Dan di sini ada satu hal yang perlu kami garis bawahi, yaitu sesungguhnya Allah berfirman dalam surat Fushshilat:
Dan kamu sekali-kali tidak dapat bersembunyi dari persaksian yang dilakukan oleh pendengaranmu, mata-mata
kalian, dan kulit-kulit kalian terhadap kalian sendiri, bahkan kamu mengira bahwa Allah tidak mengetahui
kebanyakan dari apa yang kalian kerjakan. (Q.S. Fushshilat: 22)

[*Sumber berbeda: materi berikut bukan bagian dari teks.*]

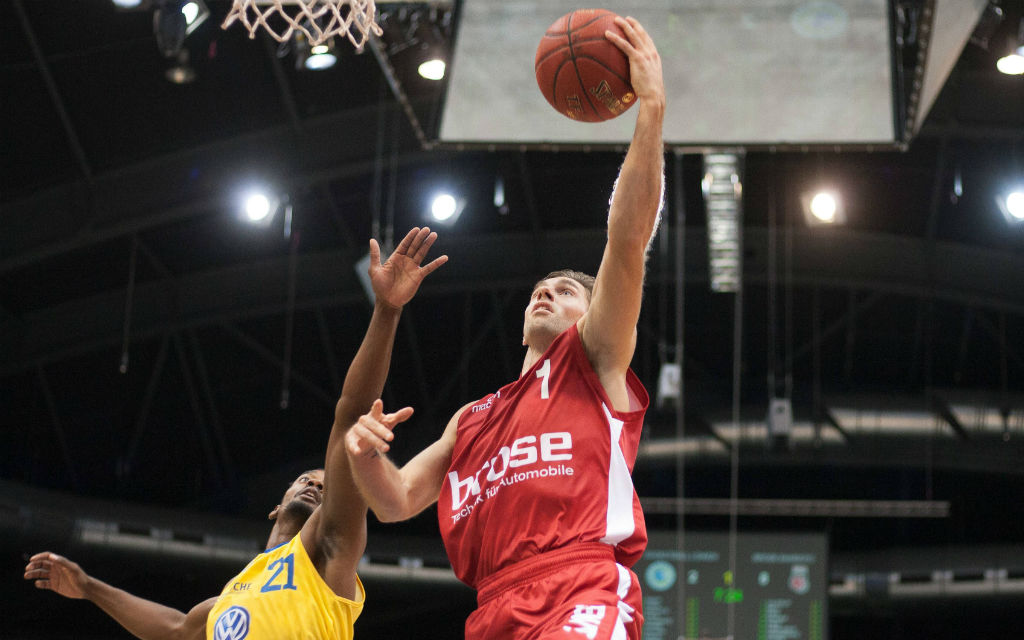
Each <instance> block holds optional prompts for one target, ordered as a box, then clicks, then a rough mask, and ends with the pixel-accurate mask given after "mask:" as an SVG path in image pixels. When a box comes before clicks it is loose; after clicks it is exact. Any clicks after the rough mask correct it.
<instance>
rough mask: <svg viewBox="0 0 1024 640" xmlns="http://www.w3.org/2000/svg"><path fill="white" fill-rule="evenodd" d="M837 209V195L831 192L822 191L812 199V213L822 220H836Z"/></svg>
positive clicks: (812, 214) (823, 221)
mask: <svg viewBox="0 0 1024 640" xmlns="http://www.w3.org/2000/svg"><path fill="white" fill-rule="evenodd" d="M837 209H838V205H837V203H836V197H835V196H833V195H831V194H828V193H825V191H821V193H819V194H815V196H814V198H813V199H812V200H811V214H812V215H813V216H814V217H815V218H817V219H818V220H821V221H822V222H835V221H836V211H837Z"/></svg>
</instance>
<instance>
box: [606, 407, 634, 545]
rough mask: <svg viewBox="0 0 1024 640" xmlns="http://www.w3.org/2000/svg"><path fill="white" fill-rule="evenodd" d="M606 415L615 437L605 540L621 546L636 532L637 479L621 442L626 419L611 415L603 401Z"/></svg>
mask: <svg viewBox="0 0 1024 640" xmlns="http://www.w3.org/2000/svg"><path fill="white" fill-rule="evenodd" d="M601 409H603V410H604V417H605V419H606V420H607V421H608V435H609V436H610V437H611V441H610V443H609V444H610V452H611V455H610V456H608V508H607V512H606V515H605V527H604V536H603V537H602V538H601V542H602V543H606V544H609V545H612V546H614V545H617V544H618V543H621V542H623V541H624V540H626V539H627V538H629V537H630V536H632V535H633V532H634V531H635V530H636V522H635V521H634V519H633V478H632V477H630V468H629V465H627V464H626V456H625V455H624V454H623V450H622V447H621V446H620V445H618V438H620V436H621V435H622V433H623V424H624V423H623V421H622V420H618V419H617V418H615V417H613V416H612V415H611V412H610V411H608V406H607V404H605V403H604V402H602V403H601Z"/></svg>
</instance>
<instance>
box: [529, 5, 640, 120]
mask: <svg viewBox="0 0 1024 640" xmlns="http://www.w3.org/2000/svg"><path fill="white" fill-rule="evenodd" d="M614 19H615V14H614V13H612V12H611V11H606V10H604V9H578V10H575V11H570V12H568V13H566V14H565V15H563V16H561V17H560V18H558V19H557V20H555V22H554V24H553V25H551V27H549V28H548V30H547V31H546V32H545V33H544V37H542V38H541V43H540V44H539V45H538V47H537V57H536V58H535V59H534V71H535V72H536V73H537V84H538V86H539V87H541V93H543V94H544V97H545V98H547V100H548V102H549V103H550V104H551V105H552V106H554V108H555V111H557V112H558V113H560V114H562V115H564V116H566V117H568V118H571V119H572V120H578V121H580V122H602V121H604V120H610V119H612V118H614V117H616V116H621V115H622V114H623V113H624V112H625V111H626V110H628V109H629V108H630V106H632V105H633V102H635V101H636V94H635V93H634V92H633V86H632V85H631V84H630V60H629V58H628V57H627V56H626V54H625V53H623V52H622V51H621V50H620V49H618V47H616V46H615V45H614V44H613V43H612V42H611V41H610V40H608V39H607V38H605V37H604V32H605V31H611V32H615V33H617V34H618V35H621V36H623V37H624V38H625V37H626V35H625V34H624V33H623V30H622V29H620V28H618V26H617V25H615V23H614Z"/></svg>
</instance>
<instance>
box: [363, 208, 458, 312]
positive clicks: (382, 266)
mask: <svg viewBox="0 0 1024 640" xmlns="http://www.w3.org/2000/svg"><path fill="white" fill-rule="evenodd" d="M435 240H437V233H435V232H432V231H431V230H430V228H428V227H426V226H425V227H423V228H419V227H414V228H413V229H412V230H410V231H409V233H407V234H406V238H404V239H402V241H401V243H400V244H399V245H398V248H397V249H395V250H394V253H392V254H391V255H390V256H388V259H387V260H386V261H385V262H384V263H383V264H382V263H381V248H380V245H378V244H377V241H376V240H373V239H371V240H370V283H371V285H372V286H373V289H374V295H375V296H377V300H378V301H380V302H383V303H384V304H387V305H389V306H392V307H396V308H398V307H401V306H403V305H404V304H406V303H407V302H409V301H410V300H412V299H413V296H414V295H416V292H417V290H418V289H419V288H420V283H422V282H423V279H424V278H426V276H427V275H429V274H430V273H431V272H433V271H434V269H436V268H437V267H439V266H440V265H442V264H444V263H445V262H447V256H441V257H439V258H437V259H435V260H433V261H432V262H429V263H428V264H426V265H425V266H420V264H421V263H422V262H423V259H424V258H426V257H427V252H428V251H429V250H430V247H431V246H432V245H433V244H434V241H435Z"/></svg>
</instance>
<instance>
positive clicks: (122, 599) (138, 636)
mask: <svg viewBox="0 0 1024 640" xmlns="http://www.w3.org/2000/svg"><path fill="white" fill-rule="evenodd" d="M25 579H26V580H31V581H33V582H34V584H35V585H36V588H37V589H48V590H50V591H52V592H54V593H56V594H59V595H61V596H63V597H66V598H75V599H84V600H88V601H90V602H92V603H93V604H95V605H96V606H98V607H99V608H100V609H102V610H103V611H104V612H105V613H106V614H108V615H110V616H111V617H113V618H114V620H116V621H117V622H118V624H120V625H121V626H122V627H124V628H125V629H126V630H128V631H129V632H130V633H131V634H132V635H134V636H135V637H137V638H142V640H201V639H202V638H205V637H206V617H207V614H208V613H209V612H210V609H211V608H212V607H213V603H214V602H215V601H216V598H210V599H209V600H205V601H203V602H201V603H199V604H197V605H196V606H195V607H193V609H191V610H190V611H188V613H183V612H181V611H179V610H177V609H174V608H171V607H169V606H164V605H163V604H159V603H157V602H153V601H152V600H146V599H144V598H139V597H138V596H134V595H132V594H130V593H128V592H127V591H124V590H122V589H118V588H117V587H112V586H111V585H108V584H106V583H104V582H102V581H100V580H97V579H95V578H92V577H91V575H89V574H88V573H86V572H85V570H83V569H82V567H81V566H79V565H78V564H77V563H76V562H72V561H71V560H69V559H68V558H66V557H63V556H59V555H57V554H55V553H50V552H49V551H44V552H42V553H37V554H36V555H34V556H32V557H31V558H30V559H29V564H28V565H26V567H25Z"/></svg>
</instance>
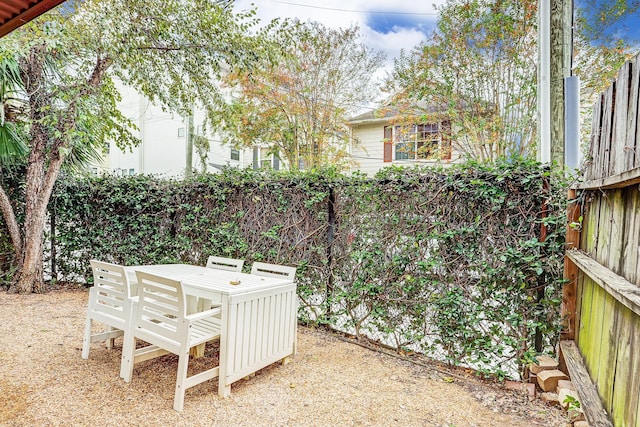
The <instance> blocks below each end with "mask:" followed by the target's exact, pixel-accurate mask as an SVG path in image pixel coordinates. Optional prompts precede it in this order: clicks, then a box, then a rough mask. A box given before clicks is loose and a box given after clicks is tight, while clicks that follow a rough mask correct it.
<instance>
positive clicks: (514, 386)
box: [504, 381, 536, 397]
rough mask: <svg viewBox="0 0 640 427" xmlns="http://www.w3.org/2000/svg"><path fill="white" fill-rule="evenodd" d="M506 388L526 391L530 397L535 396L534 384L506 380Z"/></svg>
mask: <svg viewBox="0 0 640 427" xmlns="http://www.w3.org/2000/svg"><path fill="white" fill-rule="evenodd" d="M504 387H505V388H506V389H507V390H515V391H520V392H523V393H527V394H528V395H529V396H530V397H535V396H536V385H535V384H531V383H523V382H520V381H507V382H505V383H504Z"/></svg>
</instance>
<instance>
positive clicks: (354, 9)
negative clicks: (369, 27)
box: [270, 0, 438, 16]
mask: <svg viewBox="0 0 640 427" xmlns="http://www.w3.org/2000/svg"><path fill="white" fill-rule="evenodd" d="M270 1H271V2H272V3H282V4H288V5H291V6H300V7H308V8H311V9H322V10H334V11H337V12H352V13H380V14H385V15H414V16H438V12H393V11H382V10H357V9H339V8H334V7H325V6H313V5H310V4H301V3H293V2H288V1H281V0H270Z"/></svg>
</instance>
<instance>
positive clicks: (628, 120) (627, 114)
mask: <svg viewBox="0 0 640 427" xmlns="http://www.w3.org/2000/svg"><path fill="white" fill-rule="evenodd" d="M639 65H640V61H639V60H638V58H634V59H633V61H631V65H630V67H631V70H630V73H629V74H630V76H631V86H630V88H629V112H628V114H627V132H626V136H627V138H626V141H625V163H624V164H625V170H629V169H633V168H634V167H636V166H639V165H640V163H639V162H637V161H636V156H637V155H638V153H637V149H636V147H637V141H638V130H639V129H638V126H637V125H638V99H639V98H640V97H639V96H638V91H639V90H640V87H639V86H638V85H639V83H640V67H639Z"/></svg>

Jadi, setiap kita memiliki mata, ia melihat apa saja yang ia mau lihat; akan tetapi kita tidak mampu memilih hal
yang mau kita dengarkan, kita mendengarkan apa saja yang berbunyi, suka atau tidak suka, sehingga pantas Allah
taalaa menyebutkan kalimat pandangan dalam bentuk jamak, dan kalimat pendengaran dalam bentuk tunggal,
meskipun kalimat pendengaran didahulukan daripada kalimat penglihatan. Maka pendengaran tidak pernah tidur
atau pun istirahat. Dan organ tubuh yang tidak pernah tidur maka lebih tinggi (didahulukan) daripada makhluk atau
organ yang bisa tidur atau istirahat. Maka telinga tidak tidur selama-lamanya sejak awal kelahirannya, ia bisa
berfungsi sejak detik pertama lahirnya kehidupan yang pada saat organ-organ lainnya baru bisa berfungsi setelah
beberapa saat atau beberapa hari, bahkan sebagian setelah beberapa tahun kemudian, atau pun 10 tahun lebih.